I didn't think electronic devices could hold sentimental value, but it seems I was wrong.
My iPod went missing a couple months back, but I found it this week. While it was MIA, I was using my back-up iPod. I bought it about a year ago but don't like it as much as my old one. I never really used it until all this happened. That makes little sense as it has greater capacity and is newer, better and prettier than my old one. But it doesn't have one crucial thing — the letters CSB engraved on the back.
Those three little letters hold a great deal of embarrassment for my sister and brother-in-law, and as I have learned, a great deal of sentimental value for me.
Let me explain.
It was Christmas morning 2006. I was spending the holiday with my sister's family. We had agreed to a $10 gift limit.

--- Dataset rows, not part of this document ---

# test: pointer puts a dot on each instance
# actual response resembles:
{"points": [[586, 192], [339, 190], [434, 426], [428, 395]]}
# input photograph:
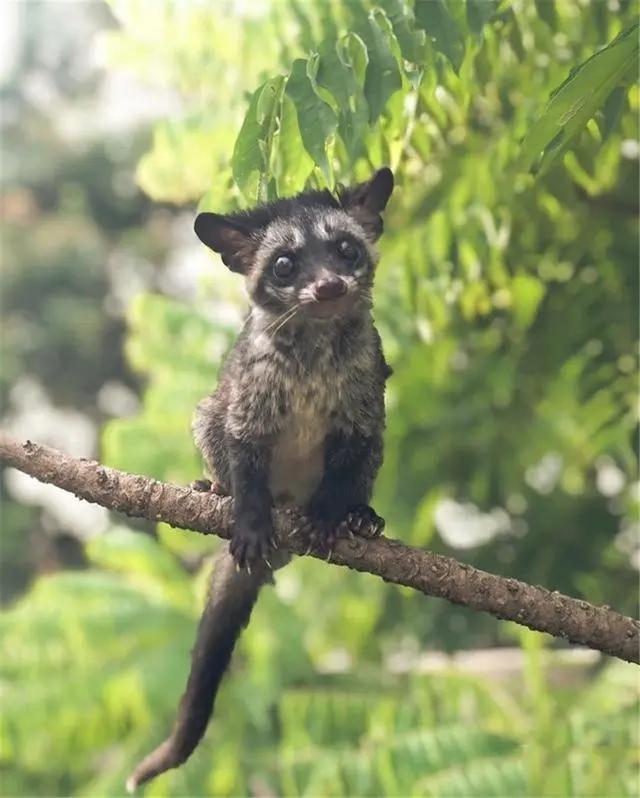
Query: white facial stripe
{"points": [[282, 234], [331, 223]]}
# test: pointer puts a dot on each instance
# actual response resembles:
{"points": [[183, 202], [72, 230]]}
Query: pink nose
{"points": [[329, 288]]}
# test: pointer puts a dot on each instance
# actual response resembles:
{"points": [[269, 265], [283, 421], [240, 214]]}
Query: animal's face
{"points": [[312, 253]]}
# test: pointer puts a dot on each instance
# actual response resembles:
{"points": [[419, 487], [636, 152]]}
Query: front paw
{"points": [[363, 521], [250, 546]]}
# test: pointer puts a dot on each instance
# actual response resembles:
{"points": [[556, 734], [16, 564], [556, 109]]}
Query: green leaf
{"points": [[434, 17], [402, 21], [479, 12], [577, 99], [337, 74], [547, 12], [294, 163], [527, 293], [252, 152], [383, 74], [316, 119], [612, 110]]}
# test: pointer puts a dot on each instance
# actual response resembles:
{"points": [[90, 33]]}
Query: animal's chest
{"points": [[297, 460]]}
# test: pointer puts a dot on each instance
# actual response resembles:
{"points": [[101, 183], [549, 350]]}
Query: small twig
{"points": [[577, 621]]}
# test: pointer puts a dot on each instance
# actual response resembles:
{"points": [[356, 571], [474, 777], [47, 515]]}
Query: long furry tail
{"points": [[231, 599]]}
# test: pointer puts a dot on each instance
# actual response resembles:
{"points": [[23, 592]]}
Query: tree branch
{"points": [[577, 621]]}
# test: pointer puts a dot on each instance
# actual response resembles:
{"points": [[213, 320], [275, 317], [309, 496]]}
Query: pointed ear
{"points": [[366, 201], [230, 238]]}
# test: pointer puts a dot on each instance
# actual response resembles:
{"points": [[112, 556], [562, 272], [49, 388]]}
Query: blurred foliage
{"points": [[506, 298], [95, 682], [75, 232]]}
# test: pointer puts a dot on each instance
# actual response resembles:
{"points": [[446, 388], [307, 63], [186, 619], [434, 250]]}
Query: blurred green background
{"points": [[507, 301]]}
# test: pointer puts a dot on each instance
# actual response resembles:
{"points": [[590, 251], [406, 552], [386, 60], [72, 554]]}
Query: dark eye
{"points": [[284, 267], [348, 250]]}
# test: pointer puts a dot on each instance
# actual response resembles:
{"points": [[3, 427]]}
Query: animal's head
{"points": [[314, 252]]}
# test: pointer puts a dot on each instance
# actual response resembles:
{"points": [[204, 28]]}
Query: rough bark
{"points": [[547, 611]]}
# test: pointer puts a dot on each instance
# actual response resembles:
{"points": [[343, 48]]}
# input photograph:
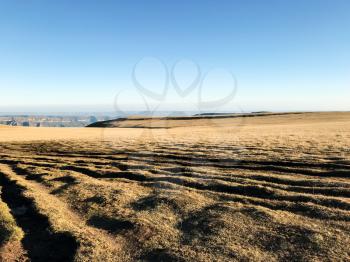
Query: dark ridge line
{"points": [[110, 123], [40, 241]]}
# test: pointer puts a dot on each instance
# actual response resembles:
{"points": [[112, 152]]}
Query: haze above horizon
{"points": [[80, 55]]}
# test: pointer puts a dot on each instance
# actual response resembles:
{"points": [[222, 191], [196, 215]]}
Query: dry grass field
{"points": [[264, 188]]}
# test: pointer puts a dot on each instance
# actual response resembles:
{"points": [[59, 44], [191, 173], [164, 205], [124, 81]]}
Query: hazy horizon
{"points": [[118, 56]]}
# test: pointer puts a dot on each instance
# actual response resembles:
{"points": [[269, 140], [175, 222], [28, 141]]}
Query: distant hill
{"points": [[181, 121]]}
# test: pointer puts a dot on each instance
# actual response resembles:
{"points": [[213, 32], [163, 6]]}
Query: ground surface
{"points": [[253, 189]]}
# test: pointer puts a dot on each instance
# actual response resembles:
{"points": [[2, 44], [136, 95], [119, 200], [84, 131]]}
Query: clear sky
{"points": [[79, 55]]}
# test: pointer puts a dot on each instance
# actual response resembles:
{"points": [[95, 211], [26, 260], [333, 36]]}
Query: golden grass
{"points": [[256, 189]]}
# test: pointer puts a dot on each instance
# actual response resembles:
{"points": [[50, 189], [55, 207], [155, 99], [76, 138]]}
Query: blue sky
{"points": [[80, 55]]}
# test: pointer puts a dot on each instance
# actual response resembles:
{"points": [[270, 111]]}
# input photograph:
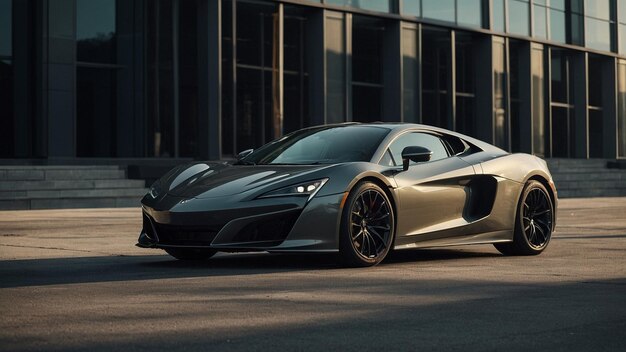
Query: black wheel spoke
{"points": [[370, 223], [536, 218]]}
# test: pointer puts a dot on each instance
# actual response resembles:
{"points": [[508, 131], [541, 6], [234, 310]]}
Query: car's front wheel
{"points": [[533, 222], [367, 226], [190, 253]]}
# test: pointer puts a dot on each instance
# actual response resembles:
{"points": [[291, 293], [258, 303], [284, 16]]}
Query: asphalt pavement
{"points": [[73, 280]]}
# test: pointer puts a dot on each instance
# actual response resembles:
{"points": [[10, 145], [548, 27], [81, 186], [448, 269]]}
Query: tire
{"points": [[534, 222], [190, 253], [367, 226]]}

It was time for me to open my gift from "all of us," which included my sister, Terri, her husband, Tim, my 18-month-old niece, Aowyn, and their dog, Chewie.
I unwrapped a small box to find a silver iPod Nano. I looked at the clear-covered box in disbelief. It had to be a full minute before I looked up at my sister and brother-in-law. When I did, I found them with anxious faces.
"Oh my goodness," I said with all the exaggeration I could muster. "This is an iPod."
I saw relief flash across their faces. The anxiousness melted away and huge grins took its place.
"Oh good!" my sister practically yelled.
"So, it is an 'iPod' then, right?" Tim countered. "It's the real thing?"
I was confused by this line of questioning since it was clearly an iPod. Wouldn't the store clerk have made that clear to them, I wondered.